To C or not to C
That's here the question.

C is a really cool language. You don't think so? Well, then you should read this:

In other languages regulations are often very strict. For example: Don't access array elements with indices exceeding the range. But what if I just WANT to do this? If I decide to do it, the computer has to obey. I hate languages that complain "No. No. Don't do this. Bad things may happen...". C doesn't complain. A C compiler knows that you are intelligent and have good reasons whenever you break the rules of old-fashioned programming style.

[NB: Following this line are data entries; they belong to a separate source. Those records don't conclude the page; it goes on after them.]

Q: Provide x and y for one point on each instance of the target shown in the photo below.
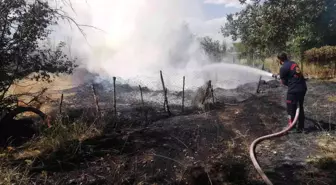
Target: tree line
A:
(268, 27)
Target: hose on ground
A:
(258, 140)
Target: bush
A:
(324, 57)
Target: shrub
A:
(324, 56)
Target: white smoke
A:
(136, 39)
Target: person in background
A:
(292, 77)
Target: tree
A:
(24, 26)
(213, 48)
(271, 26)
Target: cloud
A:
(140, 38)
(227, 3)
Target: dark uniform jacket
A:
(291, 76)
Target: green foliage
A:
(294, 26)
(24, 26)
(213, 48)
(323, 55)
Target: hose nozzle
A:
(275, 76)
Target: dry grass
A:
(50, 141)
(332, 98)
(327, 144)
(310, 70)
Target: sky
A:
(214, 12)
(141, 37)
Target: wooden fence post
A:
(259, 82)
(212, 94)
(95, 99)
(165, 91)
(61, 102)
(143, 105)
(183, 94)
(114, 97)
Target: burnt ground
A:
(198, 147)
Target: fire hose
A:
(258, 140)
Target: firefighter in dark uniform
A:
(292, 77)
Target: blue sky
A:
(213, 11)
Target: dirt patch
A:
(200, 147)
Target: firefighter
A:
(292, 77)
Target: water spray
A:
(260, 139)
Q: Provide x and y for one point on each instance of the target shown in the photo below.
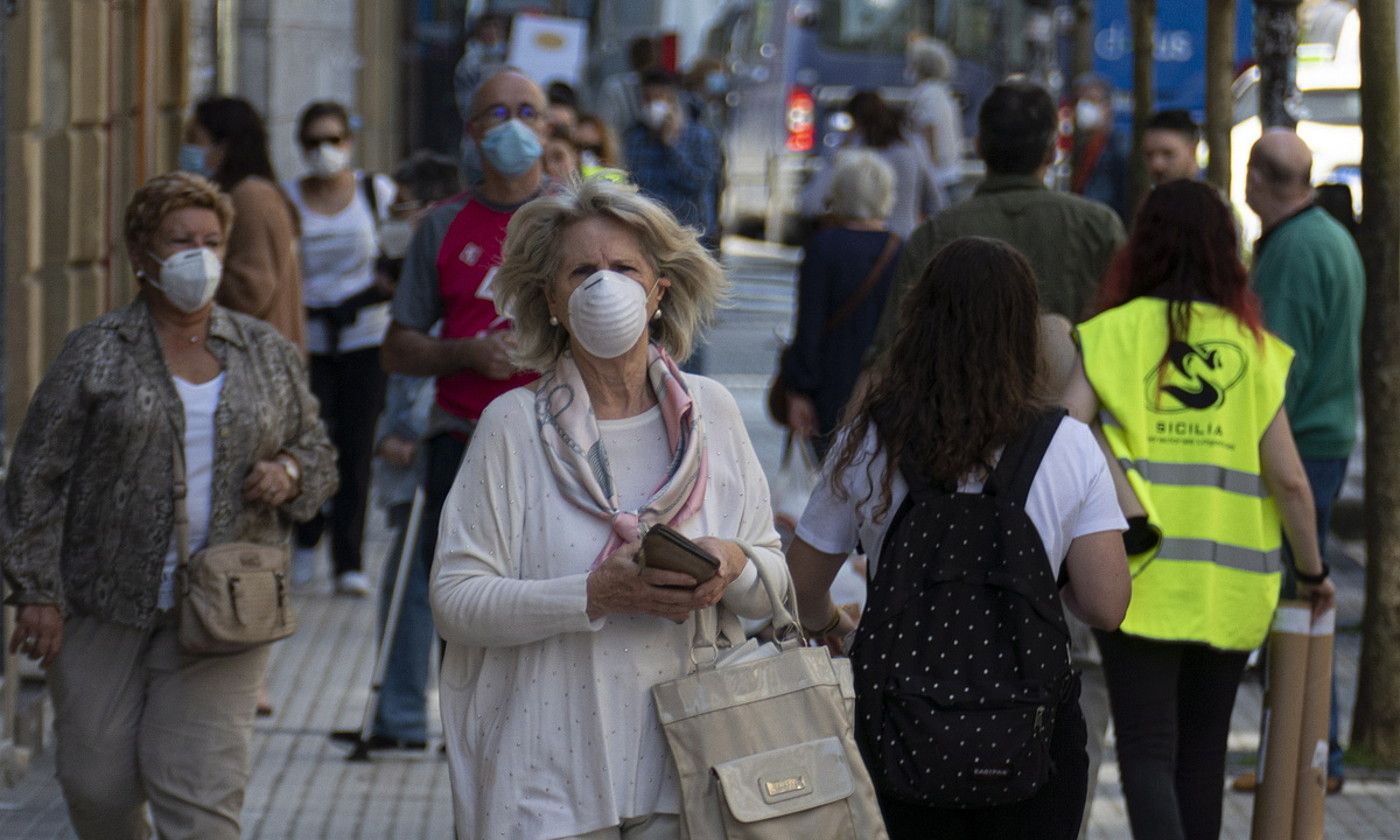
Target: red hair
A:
(1183, 248)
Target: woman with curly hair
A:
(959, 387)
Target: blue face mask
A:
(511, 147)
(195, 160)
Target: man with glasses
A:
(447, 280)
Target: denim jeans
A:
(1325, 476)
(403, 692)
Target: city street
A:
(303, 787)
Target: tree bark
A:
(1376, 718)
(1144, 90)
(1082, 39)
(1220, 74)
(1276, 49)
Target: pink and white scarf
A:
(574, 450)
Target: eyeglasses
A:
(322, 140)
(497, 114)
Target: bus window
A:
(870, 25)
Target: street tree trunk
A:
(1144, 90)
(1376, 720)
(1276, 49)
(1220, 73)
(1082, 39)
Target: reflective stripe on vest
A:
(1183, 420)
(1197, 475)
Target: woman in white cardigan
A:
(555, 636)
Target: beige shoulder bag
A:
(762, 738)
(230, 597)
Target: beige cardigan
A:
(262, 272)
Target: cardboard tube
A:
(1285, 675)
(1312, 744)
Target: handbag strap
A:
(704, 646)
(181, 511)
(865, 287)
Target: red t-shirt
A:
(466, 265)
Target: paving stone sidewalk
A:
(304, 788)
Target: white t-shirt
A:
(338, 255)
(552, 730)
(637, 455)
(1071, 496)
(200, 402)
(933, 105)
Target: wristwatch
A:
(291, 466)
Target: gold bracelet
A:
(832, 625)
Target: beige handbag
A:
(230, 597)
(762, 739)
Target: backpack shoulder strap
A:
(1021, 458)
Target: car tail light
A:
(801, 119)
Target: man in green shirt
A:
(1067, 238)
(1309, 277)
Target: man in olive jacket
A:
(1067, 238)
(1309, 279)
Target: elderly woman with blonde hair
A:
(167, 394)
(840, 293)
(555, 634)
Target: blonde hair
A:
(164, 195)
(863, 185)
(930, 58)
(531, 262)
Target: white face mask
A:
(328, 160)
(655, 114)
(189, 279)
(1088, 115)
(394, 237)
(608, 314)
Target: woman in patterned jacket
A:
(87, 531)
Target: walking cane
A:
(391, 629)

Due to the range of possibilities that you have in C solutions of problems tend to be very short.
Imagine you want to print the sequence of the integers from a to b.
If a<b then the sequence is to be printed in ascending order and if a>b then it is to be printed in descending order.
A solution in a Pascal-style language could look like this:

IF a<b THEN
  FOR i:=a TO b DO writeln(i)
ELSE
  FOR i:=a DOWNTO b DO writeln(i);

but in C it can be simply written as

for(i=a;printf("%d\n",i),d=b-i;i+=(d|1)%2);	

The C notation may confuse you but this is because you still think in a human language. Try to think like a computer!

1. You initialize i with i=a.
2. Print i. This can't be wrong.
3. Compute the difference to your goal: d=b-i
   C now interprets the result as a condition. If d is zero, 
   then the for-loop is exited.
4. Now notice that the expression (d|1)%2 yields +1 if d is greater than zero
   and -1 if d is less than zero. 
   So add (d|1)%2 to your current i for the next iteration.
It's straight-forward, isn't it?

November 30, 1995
Mark Dettinger

Here's a comment by Leigh Lundin from Infinite Space Systems.

P.S. :
Don't take it too serious. In reality I wouldn't write code like this. In the ACM Southwestern Programming Contest 1996 me and my team used C. To avoid bugs we tried to keep the code as pretty as possible and we compiled our programs with gcc -ansi -Wall -pedantic to get every warning message you can think of. As the ranklist shows you, this strategy works.


This page was last updated on February 10, 1997.